The adaptation Stephen King hated made by a director he loved: “When genius goes wrong”

Every director is capable of making a bad movie, something Stephen King found out the hard way. The author decided to take the plunge and try his hand at filmmaking by adapting himself and bringing Maximum Overdrive to the screen in 1986, and the results weren’t pretty.

In fact, they were so bad that King has never felt the urge to direct in the four decades since, although the film does at least have a memorable soundtrack thanks to AC/DC. Wisely, the prolific author has decided to leave it up to the professionals, but even the director responsible for one of his favourite features wasn’t immune to the curse of botching one of the countless page-to-screen adaptations.

King is a noted and vocal supporter of Tobe Hooper’s The Texas Chain Saw Massacre, even if he wasn’t in the minority by celebrating its merits as one of the greatest, most visceral, and most influential horror flicks ever made because that’s entirely true. With that in mind, he would have been beside himself with glee when he discovered it would be none other than Hooper tackling a small screen stab at Salem’s Lot.

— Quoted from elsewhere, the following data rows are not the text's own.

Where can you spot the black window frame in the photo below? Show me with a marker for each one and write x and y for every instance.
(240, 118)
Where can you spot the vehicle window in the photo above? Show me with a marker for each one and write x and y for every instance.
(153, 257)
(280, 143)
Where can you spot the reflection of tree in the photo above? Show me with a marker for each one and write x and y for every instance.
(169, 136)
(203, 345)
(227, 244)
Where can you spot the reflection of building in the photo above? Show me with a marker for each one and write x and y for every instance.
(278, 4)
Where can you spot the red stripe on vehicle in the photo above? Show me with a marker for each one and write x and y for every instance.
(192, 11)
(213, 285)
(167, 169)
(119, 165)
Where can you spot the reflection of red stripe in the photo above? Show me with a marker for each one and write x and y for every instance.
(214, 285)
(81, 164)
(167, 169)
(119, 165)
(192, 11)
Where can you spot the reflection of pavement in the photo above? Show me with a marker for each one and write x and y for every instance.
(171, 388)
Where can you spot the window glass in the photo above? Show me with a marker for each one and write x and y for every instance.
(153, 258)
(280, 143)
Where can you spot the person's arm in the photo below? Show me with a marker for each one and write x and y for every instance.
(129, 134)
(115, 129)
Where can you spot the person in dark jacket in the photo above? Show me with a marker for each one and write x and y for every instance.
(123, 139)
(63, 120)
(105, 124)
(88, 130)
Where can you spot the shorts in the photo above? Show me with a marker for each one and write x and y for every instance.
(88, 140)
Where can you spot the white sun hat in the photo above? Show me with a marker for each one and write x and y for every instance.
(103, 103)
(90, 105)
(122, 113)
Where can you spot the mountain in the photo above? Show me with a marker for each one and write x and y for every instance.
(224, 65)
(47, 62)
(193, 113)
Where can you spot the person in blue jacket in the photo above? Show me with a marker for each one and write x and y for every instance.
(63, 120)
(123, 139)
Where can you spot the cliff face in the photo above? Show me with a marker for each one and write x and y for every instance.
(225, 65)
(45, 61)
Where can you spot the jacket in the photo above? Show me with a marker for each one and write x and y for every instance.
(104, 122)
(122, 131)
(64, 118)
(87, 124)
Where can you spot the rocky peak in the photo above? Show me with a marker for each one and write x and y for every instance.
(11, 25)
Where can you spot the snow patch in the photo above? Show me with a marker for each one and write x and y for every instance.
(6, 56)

Quentin Tarantino might not be a fan of the two-part event that aired in November 1979, but it fully deserves its cult favourite status. Hooper stayed away from King’s stories for the next decade and a half, though, which may have been better off as a permanent sabbatical, looking at what happened when he turned to one of Hollywood’s most coveted bibliographies for inspiration.

A box office bomb and a critical disaster, 1995’s The Mangler didn’t really stand a chance. What’s scary about a laundry press inhabited by the spirit of an evil demon? Not much on the page as King’s 1972 short story displayed, and even less on the screen as Hooper’s tedious terror showed.

It must have been a source of seriously mixed emotions for King, who wrote in Stephen King Goes to the Movies that Hooper was “something of a genius” and “The Texas Chain Saw Massacre proves that beyond doubt.” However, as it pertained to The Mangler, there was a caveat: “When genius goes wrong, brother, watch out.”

“The film version of The Mangler is energetic and colourful, but it’s also a mess with Robert Englund stalking through it for reasons which remain clear to me even now,” he explained. “The movie’s visuals are surreal, and the sets are eye-popping, but somewhere along the way (maybe in the copious amounts of steam generated by the film’s mechanical star), the story got lost.”

That’s an awfully nice way of saying it’s a terrible movie, which it definitely is. That said, it’s easy to suspect that King’s appreciation and admiration for Hooper’s previous work prevented him from twisting the knife further into The Mangler.